The old rules allowed for anyone to have an HRA. Not so starting Jan. 1, 2014. While current account holders can continue to have HRAs and spend them down until there's no money left in them, standalone HRAs may go away without further regulatory relief. New PPACA rules require any employee taking advantage of the reimbursement arrangements to be covered under a PPACA-compliant group health care plan. The good news here is that HRAs can be paired with any type of health plan, as long as it meets the minimums established by the PPACA.

  1. Allocate employer dollars to employees through a health flexible spending account . The addition of an FSA with an HRA provides an opportunity for employers to supplement or replace HRAs and gives more options to employees.
  2. Amend your HRA to provide only vision and dental coverage in order to preserve an annual dollar limit available to participants.

Dental and vision insurance needs tend to be much more predictable. Using an HRA here, both employers and employees are able to better anticipate needs and budget appropriately.

  1. If you rehire a company retiree, you may inadvertently jeopardize a retiree-only HRA. Retiree HRAs can continue to be offered as long as they cover only retirees.

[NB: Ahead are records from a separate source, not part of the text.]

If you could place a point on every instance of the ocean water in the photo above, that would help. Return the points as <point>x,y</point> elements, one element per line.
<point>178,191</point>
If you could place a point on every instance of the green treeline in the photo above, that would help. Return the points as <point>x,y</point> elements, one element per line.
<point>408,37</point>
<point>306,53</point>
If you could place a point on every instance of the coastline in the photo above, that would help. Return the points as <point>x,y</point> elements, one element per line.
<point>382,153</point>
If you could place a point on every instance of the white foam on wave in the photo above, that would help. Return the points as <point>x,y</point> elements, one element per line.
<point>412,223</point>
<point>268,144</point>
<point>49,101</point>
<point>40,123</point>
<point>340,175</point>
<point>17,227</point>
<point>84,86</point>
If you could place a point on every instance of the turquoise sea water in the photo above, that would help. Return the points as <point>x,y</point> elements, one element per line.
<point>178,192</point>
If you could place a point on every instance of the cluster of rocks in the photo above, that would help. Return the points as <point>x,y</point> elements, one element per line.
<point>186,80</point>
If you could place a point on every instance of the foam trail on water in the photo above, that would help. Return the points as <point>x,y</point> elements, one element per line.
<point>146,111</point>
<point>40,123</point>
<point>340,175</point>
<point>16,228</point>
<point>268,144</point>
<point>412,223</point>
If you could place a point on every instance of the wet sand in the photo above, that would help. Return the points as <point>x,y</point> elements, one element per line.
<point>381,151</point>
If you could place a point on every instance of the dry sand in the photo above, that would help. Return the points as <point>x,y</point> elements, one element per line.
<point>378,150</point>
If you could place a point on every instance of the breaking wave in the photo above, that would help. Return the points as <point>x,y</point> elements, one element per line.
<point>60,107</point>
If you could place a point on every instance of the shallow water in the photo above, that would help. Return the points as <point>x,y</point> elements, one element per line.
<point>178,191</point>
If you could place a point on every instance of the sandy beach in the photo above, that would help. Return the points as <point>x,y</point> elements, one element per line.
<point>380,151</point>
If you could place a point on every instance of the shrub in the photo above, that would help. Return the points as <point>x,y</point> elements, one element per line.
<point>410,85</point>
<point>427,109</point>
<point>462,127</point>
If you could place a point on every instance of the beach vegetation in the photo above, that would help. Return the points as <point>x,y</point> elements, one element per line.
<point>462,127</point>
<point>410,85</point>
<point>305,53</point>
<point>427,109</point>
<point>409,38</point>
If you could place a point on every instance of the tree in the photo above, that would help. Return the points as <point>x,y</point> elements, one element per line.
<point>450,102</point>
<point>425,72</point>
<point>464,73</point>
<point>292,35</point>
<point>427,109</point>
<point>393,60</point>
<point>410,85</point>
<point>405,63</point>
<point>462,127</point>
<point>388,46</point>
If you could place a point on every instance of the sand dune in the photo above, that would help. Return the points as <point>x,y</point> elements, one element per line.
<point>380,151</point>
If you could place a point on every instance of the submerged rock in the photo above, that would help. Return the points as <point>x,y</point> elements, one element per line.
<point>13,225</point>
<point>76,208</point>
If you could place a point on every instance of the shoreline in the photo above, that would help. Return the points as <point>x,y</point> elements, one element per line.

Employers and employees alike are continuing to try and wrap their heads around the new rules and regulations of health reform. Me and my colleagues are continuing to ask for clarification on a range of subjects, including:

  • The impact to the HRA of an employee who is covered under his or her spouse's group health plan. For example, if a spouse carries the coverage for an employee's family, does the employee have to forego any employer HRA simply because they waive health care coverage from their employer to avoid duplicate coverage?
  • Whether a category of excepted benefits can be created to include smaller, stand-alone HRAs, thus allowing employers to continue to help their employees defray their out-of-pocket health care costs.
  • Whether a premium-only HRA will be allowable under the current law. These plans are used to help employees purchase coverage and are particularly popular for smaller employers who want to define a contribution level for employees' health coverage but cannot afford to carry that coverage or the administrative overhead to administer it.
  • Whether an HRA that qualifies as an FSA may still be allowed under current interim      regulations.

Questions about the new path of HRAs remain and we'll continue to ask them. In the meantime, keep in mind these possible plan changes as the new health care model shapes a new path for HRAs.